Welcome!

@DXWorldExpo Authors: Yeshim Deniz, Pat Romanski, Liz McMillan, Jason Bloomberg, Zakia Bouachraoui

Related Topics: @DXWorldExpo, Java IoT, @CloudExpo

@DXWorldExpo: Blog Post

Just When You Thought It Was Safe to Go Back into the Data By @ABridgwater | @BigDataExpo #BigData

The data lake is a place where Big Data exists in its first-formed state

So-called ‘paradigm shifts' happen across the information technology landscape roughly every five years. We can make this statement with enough approximate ambiguity for it still to be of some value in terms of the way an average CIO might look to plan for major infrastructural changes.

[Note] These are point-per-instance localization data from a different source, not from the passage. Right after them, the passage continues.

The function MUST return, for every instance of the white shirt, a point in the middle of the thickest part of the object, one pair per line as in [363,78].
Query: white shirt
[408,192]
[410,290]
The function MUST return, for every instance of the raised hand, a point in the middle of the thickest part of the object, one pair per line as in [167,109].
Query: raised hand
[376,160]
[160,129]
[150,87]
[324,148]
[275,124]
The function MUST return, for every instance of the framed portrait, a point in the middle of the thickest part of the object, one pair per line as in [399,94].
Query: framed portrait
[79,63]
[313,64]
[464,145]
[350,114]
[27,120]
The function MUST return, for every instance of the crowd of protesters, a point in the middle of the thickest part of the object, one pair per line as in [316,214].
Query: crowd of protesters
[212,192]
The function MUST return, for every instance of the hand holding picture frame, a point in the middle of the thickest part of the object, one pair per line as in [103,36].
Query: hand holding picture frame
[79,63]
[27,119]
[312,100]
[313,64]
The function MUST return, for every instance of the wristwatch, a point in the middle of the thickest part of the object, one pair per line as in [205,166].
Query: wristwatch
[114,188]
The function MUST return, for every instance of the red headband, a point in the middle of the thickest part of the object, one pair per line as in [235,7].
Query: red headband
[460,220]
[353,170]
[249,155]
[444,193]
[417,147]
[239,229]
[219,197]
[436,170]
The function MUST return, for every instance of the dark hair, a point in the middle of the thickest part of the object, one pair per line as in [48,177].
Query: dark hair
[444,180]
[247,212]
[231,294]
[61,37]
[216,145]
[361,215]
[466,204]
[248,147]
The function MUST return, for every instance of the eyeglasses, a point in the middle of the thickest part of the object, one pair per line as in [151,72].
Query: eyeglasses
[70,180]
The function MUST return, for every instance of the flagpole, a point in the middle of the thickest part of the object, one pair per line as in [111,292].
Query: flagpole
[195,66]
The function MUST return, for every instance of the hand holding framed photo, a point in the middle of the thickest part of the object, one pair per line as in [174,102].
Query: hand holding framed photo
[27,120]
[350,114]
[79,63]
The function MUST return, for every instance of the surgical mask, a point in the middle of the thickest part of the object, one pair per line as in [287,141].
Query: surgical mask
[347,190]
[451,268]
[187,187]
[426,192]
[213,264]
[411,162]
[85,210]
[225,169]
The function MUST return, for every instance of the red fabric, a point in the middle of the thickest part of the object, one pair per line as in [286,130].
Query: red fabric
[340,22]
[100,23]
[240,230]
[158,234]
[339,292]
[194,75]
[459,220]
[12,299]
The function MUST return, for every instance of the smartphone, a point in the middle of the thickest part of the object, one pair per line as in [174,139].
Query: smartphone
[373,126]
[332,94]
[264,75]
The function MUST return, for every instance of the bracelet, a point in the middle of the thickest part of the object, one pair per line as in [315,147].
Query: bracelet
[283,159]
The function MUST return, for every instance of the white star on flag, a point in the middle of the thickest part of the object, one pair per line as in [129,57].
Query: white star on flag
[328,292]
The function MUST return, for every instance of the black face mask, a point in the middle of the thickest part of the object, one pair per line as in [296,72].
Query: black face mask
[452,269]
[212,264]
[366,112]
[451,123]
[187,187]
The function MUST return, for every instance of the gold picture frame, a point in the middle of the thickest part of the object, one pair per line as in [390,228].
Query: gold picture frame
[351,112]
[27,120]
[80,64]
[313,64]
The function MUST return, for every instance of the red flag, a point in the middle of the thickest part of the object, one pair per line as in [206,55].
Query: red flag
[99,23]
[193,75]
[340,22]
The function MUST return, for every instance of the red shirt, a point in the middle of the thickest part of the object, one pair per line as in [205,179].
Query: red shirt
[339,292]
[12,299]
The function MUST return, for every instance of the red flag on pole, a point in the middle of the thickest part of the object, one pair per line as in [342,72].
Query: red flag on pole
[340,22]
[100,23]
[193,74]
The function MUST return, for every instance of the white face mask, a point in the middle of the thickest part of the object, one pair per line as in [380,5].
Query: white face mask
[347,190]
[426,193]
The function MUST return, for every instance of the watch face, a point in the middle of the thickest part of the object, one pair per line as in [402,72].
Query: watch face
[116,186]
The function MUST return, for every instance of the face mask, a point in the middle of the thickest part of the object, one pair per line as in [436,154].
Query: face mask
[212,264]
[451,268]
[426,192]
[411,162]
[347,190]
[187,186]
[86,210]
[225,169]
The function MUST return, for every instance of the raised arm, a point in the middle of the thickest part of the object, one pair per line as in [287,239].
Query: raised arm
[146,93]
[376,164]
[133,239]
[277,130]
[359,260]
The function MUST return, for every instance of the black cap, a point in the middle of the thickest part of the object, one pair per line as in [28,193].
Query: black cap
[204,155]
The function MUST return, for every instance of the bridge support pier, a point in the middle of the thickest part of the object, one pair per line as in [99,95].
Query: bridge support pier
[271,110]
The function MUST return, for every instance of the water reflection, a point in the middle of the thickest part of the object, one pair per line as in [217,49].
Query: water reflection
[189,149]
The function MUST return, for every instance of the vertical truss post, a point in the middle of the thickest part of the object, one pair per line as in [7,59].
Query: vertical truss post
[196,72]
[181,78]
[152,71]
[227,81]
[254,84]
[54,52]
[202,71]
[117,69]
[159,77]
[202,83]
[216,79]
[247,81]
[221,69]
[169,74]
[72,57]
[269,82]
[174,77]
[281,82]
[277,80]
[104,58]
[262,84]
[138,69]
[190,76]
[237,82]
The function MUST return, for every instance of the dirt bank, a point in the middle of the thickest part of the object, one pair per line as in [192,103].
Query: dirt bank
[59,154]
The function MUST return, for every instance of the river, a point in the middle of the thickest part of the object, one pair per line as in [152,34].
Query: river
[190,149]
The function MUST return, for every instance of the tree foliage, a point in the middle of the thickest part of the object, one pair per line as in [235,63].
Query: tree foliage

First Big Data, then the flood
As we stand today, Big Data has been around for roughly five years.

In the year 2000, famed economist Francis X. Diebold is said to have published the first version of a paper titled "Big Data Dynamic Factor Models for Macroeconomic Measurement and Forecasting" - and the rest we know is modern history.

Time enough then for a new data-centric paradigm shift.

More recently we have been offered the chance to expand our overall notion of Big Data and think about the idea of a ‘data lake.'

A term coined by a technology evangelist and CTO at data analytics company Pentaho, the data lake is a truly massive (but easily accessible) data repository built on (relatively) inexpensive computer hardware for storing Big Data. But the point is that it's BIG Big Data, i.e., it's all data, of all types, with all attributes in all shapes and sizes.

A CIO swimming in data
To make the idea clearer, the CIO can find him or herself swimming in a vast amount of data lake water and eventually reach shore (as it were) once certain decisions are made relating to how specific elements of the lake are to be used. At this point we have reached the datamart.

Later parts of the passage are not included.